In this era of powerful tools to find software bugs, we now see tools find a lot of problems at a high speed. This causes problems for developers, as dealing with the growing list of issues is hard. It may take a longer time to address the problems than to find them – not to mention to put them into releases and then it takes yet another extended time until users out in the wild actually get that updated version into their hands.

In order to find many bugs fast, they have to already exist in source code. These new tools don't add or create the problems. They just find them, filter them out and bring them to the surface for exposure. A better filter in the pool filters out more rubbish.

The more bugs we fix, the fewer bugs remain in the code. Assuming the developers manage to fix problems at a decent enough pace.

For every bugfix we merge, there is a risk that the change itself introduces one more more new separate problems. We also tend to keep adding features and changing behavior as we want to improve our products, and when doing so we occasionally slip up and introduce new problems as well.

Source code analyzing tools is a concept as old as source code itself. There has always existed tools that have tried to identify coding mistakes. Now they just recently got better so they can find more mistakes.

These new tools, similar to the old ones, don't find all the problems. Even these new modern tools sometimes suggest fixes to the problems they find that are incomplete and in fact sometimes downright buggy.

Undoubtedly code analyzer tooling will improve further. The tools of tomorrow will find even more bugs, some of them were not found when the current generation of tools scanned the code yesterday.

Of course, we now also introduce these tools in CI and general development pipelines, which should make us land better code with fewer mistakes going forward. Ideally.

If we assume that we fix bugs faster than we introduce new ones and we assume that the AI tools can improve further, the question is then more how much more they can improve and for how long that improvement can go on. Will the tools find 10% more bugs? 100%? 1000%? Is the tool improving going to gradually continue for the next two, ten or fifty years? Can they actually find all bugs?

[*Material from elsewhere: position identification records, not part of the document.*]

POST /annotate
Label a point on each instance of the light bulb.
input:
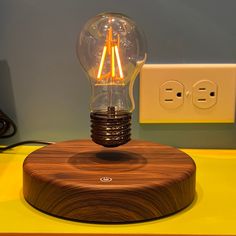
(111, 49)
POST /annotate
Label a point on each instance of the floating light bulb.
(111, 49)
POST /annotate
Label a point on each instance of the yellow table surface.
(213, 211)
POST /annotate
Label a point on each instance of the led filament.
(111, 52)
(111, 49)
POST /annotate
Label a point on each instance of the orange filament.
(111, 48)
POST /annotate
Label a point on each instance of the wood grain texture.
(80, 180)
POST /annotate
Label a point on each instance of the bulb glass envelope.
(112, 50)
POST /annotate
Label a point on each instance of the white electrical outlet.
(171, 94)
(204, 94)
(187, 93)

Can we reach the utopia where we have no bugs left in a given software project and when we do merge a new one, it gets detected and fixed almost instantly?

Are we close?

If we assume that there is at least a theoretical chance to reach that point, how would we know when we reach it? Or even just if we are getting closer?

I propose that one way to measure if we are getting closer to zero bugs is to check the age of reported and fixed bugs. If the tools are this good, we should soon only be fixing bugs we introduced very recently.

In the curl project we don't keep track of the age of regular bugs, but we do for vulnerabilities. The worst kind of bugs. If the tools can find almost all problems, they should soon only be finding very recently added vulnerabilities too. The age of new finds should plummet and go towards zero.

If the age of newly reported vulnerabilities are getting younger, it should make the average and median age of the total collection go down over time.

Average age of vulnerabilities

The average and median time vulnerabilities had existed in the curl source code by the time they were found and reported to the project.

Bugfixes

Given the data from the curl project, there does not seem to be fewer bugfixes done – yet. Maybe the bugfix speed goes up before it goes down?

We are not close

Given the look of these graphs I don't think we are close to zero bugs yet. These two curves do not seem to even start to fall yet.

Yes, these graphs are based on data from a single project, which makes it super weak to draw statistical conclusions from, but this is all I have to work with.

So when?

I think that's mostly an indication of what you believe the tooling can do and how good they can eventually end up becoming.

I don't know. I will keep fixing bugs.